Wie vielfältig die Menschen sind und welche Schwierigkeiten uns diese Vielfalt bereitet, war die nachhaltigste Erfahrung, die ich in meiner vierzigjährigen Tätigkeit als Wissenschaftler und klinisch tätiger Entwicklungspädiater gemacht habe. Ich hatte das Privileg, ein großangelegtes Forschungsprojekt, das 1954 am Kinderspital Zürich begonnen wurde, von 1974 bis 2005 fortzuführen. In den Zürcher Longitudinalstudien haben wir mehr als 700 normal entwickelte Kinder von der Geburt bis ins Erwachsenenalter in zwei aufeinanderfolgenden Generationen begleitet und den Entwicklungsverlauf jedes einzelnen Kindes in Bereichen wie Motorik und Sprache dokumentiert. Unsere Motivation, solche äußerst aufwendigen Studien durchzuführen, war die Überzeugung: Nur wenn wir die Vielfalt und die Gesetzmäßigkeiten der normalen Entwicklung ausreichend gut kennen, können wir den individuellen Bedürfnissen und Fähigkeiten der Kinder gerecht werden und sie in ihrer Entwicklung als Eltern, Therapeuten und Lehrkräfte wirksam unterstützen.
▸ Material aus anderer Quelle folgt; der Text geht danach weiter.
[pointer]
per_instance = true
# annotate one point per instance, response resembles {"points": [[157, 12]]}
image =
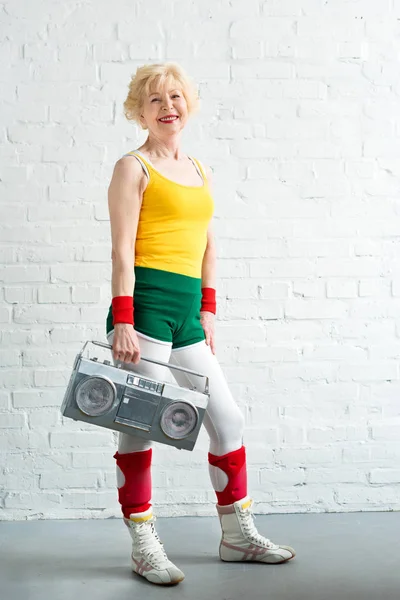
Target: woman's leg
{"points": [[134, 452], [134, 481], [223, 421], [227, 463]]}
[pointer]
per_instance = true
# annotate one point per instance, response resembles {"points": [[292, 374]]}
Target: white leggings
{"points": [[223, 420]]}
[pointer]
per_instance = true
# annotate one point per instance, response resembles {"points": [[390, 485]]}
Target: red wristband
{"points": [[122, 309], [208, 301]]}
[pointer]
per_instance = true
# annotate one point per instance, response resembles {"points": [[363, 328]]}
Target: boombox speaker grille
{"points": [[95, 396], [179, 419]]}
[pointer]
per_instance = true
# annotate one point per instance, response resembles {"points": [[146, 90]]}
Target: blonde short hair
{"points": [[156, 76]]}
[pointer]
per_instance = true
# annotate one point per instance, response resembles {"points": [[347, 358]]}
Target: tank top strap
{"points": [[200, 167], [138, 155]]}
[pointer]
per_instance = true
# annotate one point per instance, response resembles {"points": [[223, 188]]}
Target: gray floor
{"points": [[347, 556]]}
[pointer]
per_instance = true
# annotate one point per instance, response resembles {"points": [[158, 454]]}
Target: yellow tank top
{"points": [[173, 222]]}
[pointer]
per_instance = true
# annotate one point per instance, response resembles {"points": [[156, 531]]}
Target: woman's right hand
{"points": [[125, 346]]}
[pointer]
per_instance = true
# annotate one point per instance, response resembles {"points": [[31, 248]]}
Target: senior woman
{"points": [[163, 305]]}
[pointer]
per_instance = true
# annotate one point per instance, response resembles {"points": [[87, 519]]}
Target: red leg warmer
{"points": [[135, 495], [234, 465]]}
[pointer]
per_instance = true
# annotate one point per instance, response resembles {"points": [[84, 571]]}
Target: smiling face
{"points": [[165, 110]]}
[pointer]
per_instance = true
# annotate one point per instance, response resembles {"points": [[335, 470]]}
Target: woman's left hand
{"points": [[207, 321]]}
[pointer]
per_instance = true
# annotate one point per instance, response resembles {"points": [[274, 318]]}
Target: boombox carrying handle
{"points": [[157, 362]]}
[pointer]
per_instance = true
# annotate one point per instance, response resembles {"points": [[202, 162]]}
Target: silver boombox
{"points": [[112, 397]]}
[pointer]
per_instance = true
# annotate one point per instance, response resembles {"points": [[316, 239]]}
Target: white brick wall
{"points": [[301, 124]]}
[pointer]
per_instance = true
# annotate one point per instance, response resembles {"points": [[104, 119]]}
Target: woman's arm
{"points": [[124, 202], [208, 269]]}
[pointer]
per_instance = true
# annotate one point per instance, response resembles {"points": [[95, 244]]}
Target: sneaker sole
{"points": [[166, 583], [280, 562]]}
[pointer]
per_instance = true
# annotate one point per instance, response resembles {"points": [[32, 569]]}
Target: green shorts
{"points": [[166, 307]]}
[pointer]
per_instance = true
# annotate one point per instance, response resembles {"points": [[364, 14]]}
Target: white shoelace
{"points": [[148, 541], [246, 518]]}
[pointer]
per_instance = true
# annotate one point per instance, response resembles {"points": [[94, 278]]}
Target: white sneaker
{"points": [[148, 555], [241, 540]]}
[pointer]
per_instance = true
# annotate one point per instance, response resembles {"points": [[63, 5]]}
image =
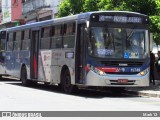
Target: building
{"points": [[39, 10], [10, 13]]}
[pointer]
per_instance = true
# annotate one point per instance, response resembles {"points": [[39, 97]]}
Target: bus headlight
{"points": [[144, 72], [100, 72]]}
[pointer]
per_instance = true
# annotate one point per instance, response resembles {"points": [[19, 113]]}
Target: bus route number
{"points": [[135, 70]]}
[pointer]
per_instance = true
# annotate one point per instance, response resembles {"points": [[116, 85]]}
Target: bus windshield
{"points": [[118, 43]]}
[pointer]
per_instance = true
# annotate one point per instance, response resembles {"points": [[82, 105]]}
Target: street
{"points": [[15, 97]]}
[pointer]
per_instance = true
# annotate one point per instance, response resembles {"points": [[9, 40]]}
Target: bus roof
{"points": [[82, 16]]}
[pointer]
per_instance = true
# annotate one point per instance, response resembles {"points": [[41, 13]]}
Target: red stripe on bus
{"points": [[107, 69], [35, 66]]}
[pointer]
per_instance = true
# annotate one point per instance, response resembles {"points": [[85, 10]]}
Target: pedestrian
{"points": [[152, 64]]}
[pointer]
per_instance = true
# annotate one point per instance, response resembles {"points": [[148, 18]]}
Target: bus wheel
{"points": [[66, 85], [25, 82]]}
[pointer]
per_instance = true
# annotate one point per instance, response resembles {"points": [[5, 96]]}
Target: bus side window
{"points": [[45, 38], [69, 35], [17, 40], [26, 39], [10, 41]]}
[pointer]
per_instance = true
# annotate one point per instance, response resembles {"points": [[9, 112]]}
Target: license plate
{"points": [[122, 81]]}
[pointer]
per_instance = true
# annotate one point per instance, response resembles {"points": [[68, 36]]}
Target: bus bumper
{"points": [[111, 80]]}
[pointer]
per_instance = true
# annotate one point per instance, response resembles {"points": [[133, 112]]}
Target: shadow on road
{"points": [[8, 79], [91, 93]]}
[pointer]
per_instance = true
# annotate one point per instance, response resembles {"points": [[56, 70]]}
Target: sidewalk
{"points": [[151, 91]]}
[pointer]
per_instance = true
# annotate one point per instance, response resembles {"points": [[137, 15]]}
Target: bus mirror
{"points": [[151, 41], [2, 34]]}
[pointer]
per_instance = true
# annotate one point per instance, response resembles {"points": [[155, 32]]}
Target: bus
{"points": [[107, 49]]}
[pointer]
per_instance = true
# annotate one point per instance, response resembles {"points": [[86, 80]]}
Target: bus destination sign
{"points": [[120, 19]]}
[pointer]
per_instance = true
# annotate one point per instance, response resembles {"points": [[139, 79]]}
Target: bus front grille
{"points": [[122, 63], [115, 82]]}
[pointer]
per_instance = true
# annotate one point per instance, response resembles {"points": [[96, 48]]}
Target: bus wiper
{"points": [[130, 34]]}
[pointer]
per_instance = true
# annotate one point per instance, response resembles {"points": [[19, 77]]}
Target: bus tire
{"points": [[66, 85], [24, 80]]}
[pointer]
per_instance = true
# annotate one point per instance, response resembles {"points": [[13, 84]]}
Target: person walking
{"points": [[152, 64]]}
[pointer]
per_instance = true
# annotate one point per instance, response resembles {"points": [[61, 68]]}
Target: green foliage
{"points": [[148, 7]]}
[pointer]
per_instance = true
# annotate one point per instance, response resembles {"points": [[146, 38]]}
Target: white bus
{"points": [[93, 49]]}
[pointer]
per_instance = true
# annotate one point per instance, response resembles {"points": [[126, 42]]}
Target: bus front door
{"points": [[34, 54], [80, 55]]}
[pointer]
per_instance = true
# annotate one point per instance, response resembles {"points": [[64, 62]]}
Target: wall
{"points": [[16, 9]]}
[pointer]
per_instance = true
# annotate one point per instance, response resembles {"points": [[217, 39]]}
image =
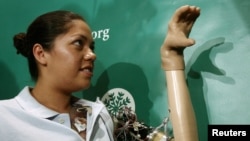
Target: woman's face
{"points": [[71, 60]]}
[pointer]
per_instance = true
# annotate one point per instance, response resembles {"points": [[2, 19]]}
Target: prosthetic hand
{"points": [[177, 39], [182, 114]]}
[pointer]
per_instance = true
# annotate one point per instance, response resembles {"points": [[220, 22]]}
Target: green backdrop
{"points": [[217, 66]]}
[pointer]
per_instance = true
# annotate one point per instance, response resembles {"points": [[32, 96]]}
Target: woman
{"points": [[59, 48]]}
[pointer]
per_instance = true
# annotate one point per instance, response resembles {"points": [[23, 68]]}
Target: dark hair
{"points": [[43, 30]]}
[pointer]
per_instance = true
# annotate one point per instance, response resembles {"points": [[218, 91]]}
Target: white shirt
{"points": [[24, 119]]}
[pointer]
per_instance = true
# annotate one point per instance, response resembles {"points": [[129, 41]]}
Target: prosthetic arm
{"points": [[177, 39]]}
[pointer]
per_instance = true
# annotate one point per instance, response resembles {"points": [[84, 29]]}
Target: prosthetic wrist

Und es stellte sich bei der Auswertung der Daten aus den verschiedenen Entwicklungsbereichen tatsächlich heraus, dass es keine Fähigkeit, kein Verhalten und keine körperliche und psychische Eigenschaft gibt, die bei allen Kindern gleich ausgebildet ist. In jedem Alter herrschen große Unterschiede bei Gewicht und Größe, Kinder benötigen unterschiedlich viel Schlaf und nehmen verschieden viel Nahrung zu sich. Manche Kinder machen die ersten Schritte mit zehn, andere erst mit 20 Monaten. Es kommt vor, dass sich Kinder bereits mit drei bis vier Jahren für Buchstaben interessieren, die meisten lernen mit sechs bis acht Jahren lesen, und einigen Menschen bereitet das Lesen selbst im Erwachsenenalter noch Mühe. Die Vielfalt nimmt in jeder Hinsicht während der Kindheit ständig zu, und dies – bis zu einem gewissen Grad – auch noch im Erwachsenenalter. So gibt es Erwachsene, die in ihrem Zahlenverständnis nie über das Niveau der Grundschule hinausgekommen sind, während andere über logisch-mathematische Fähigkeiten verfügen, die sie komplexe Aufgaben im IT-Bereich lösen lassen.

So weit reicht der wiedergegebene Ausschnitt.